Mehr davon gibt es in der Dauerausstellung zu sehen. Dort sind 30 Lädchen aus verschiedenen Jahrzehnten zu sehen - Lebensmittelgeschäfte, ein Fleisch- und Wurstladen, ein Hut- und ein Stoffgeschäft und auch ein Spielzeugladen. Welcher Kaufmannsladen für die Neuanschaffung Platz machen muss, ist bisher nicht geklärt. Mitarbeiter Hubertus Wendt jedenfalls hat den Schatz gesäubert, geklebt, gerichtet und aufgebaut. Für 1300 Euro komplettiert er nun den Museumsbestand. Von Vorteil, um zügig auf Fundstücke im Internet reagieren zu können, sei dabei der freie Zugang zum Budget, welches die Sparkassenstiftung "Zukunft Elbe-Elster-Land" für die Anschaffung kulturhistorischer Schätze zur Verfügung gestellt hat.

Doch das Museum wartet bereits auf die nächste Rarität. Olaf Weber verfolgt per Sendungsverlauf gespannt den Eingang des nächsten, dann jüngsten Exponates. Ein Kantoreistuhl ist aus Frankreich auf dem Weg nach Finsterwalde.
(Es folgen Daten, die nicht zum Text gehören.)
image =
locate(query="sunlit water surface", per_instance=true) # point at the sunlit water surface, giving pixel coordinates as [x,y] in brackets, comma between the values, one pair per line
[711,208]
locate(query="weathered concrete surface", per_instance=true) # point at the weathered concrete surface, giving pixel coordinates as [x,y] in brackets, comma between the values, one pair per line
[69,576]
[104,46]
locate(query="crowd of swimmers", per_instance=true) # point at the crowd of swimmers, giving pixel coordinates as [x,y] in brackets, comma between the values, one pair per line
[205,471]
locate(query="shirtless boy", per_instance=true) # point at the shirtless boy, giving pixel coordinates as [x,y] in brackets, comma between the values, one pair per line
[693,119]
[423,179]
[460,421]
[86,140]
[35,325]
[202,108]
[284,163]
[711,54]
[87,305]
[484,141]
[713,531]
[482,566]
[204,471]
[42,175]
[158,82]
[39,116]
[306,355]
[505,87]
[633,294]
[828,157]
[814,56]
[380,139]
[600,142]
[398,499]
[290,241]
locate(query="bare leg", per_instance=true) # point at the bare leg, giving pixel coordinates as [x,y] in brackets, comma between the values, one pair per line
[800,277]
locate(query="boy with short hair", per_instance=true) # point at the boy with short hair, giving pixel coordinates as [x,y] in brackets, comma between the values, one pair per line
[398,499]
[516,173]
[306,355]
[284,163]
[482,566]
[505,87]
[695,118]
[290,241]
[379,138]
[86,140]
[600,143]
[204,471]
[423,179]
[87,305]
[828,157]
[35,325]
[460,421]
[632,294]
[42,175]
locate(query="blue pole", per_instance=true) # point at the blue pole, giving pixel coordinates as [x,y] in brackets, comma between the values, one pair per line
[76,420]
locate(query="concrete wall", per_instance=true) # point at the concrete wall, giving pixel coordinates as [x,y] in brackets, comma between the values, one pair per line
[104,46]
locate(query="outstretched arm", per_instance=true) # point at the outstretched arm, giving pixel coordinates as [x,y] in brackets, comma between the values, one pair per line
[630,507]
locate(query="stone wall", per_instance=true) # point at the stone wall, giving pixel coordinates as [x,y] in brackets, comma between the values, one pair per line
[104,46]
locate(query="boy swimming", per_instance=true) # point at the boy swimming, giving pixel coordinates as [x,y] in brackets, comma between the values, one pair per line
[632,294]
Diesen hatte ein Antiquariat auf der Internetplattform Ebay versteigert, und Olaf Weber hat zugeschlagen. Er sieht den Stuhl schon in der Kantorei-Ausstellung stehen.

Diese wird am 10. Juni eröffnet und fügt sich in das Jubiläumsjahr der Reformation ein. Finale ist am Reformationstag, 31. Oktober. "Der Stuhl ergänzt später vielleicht die Ausstellung über die regionale Musikgeschichte", erklärt Olaf Weber.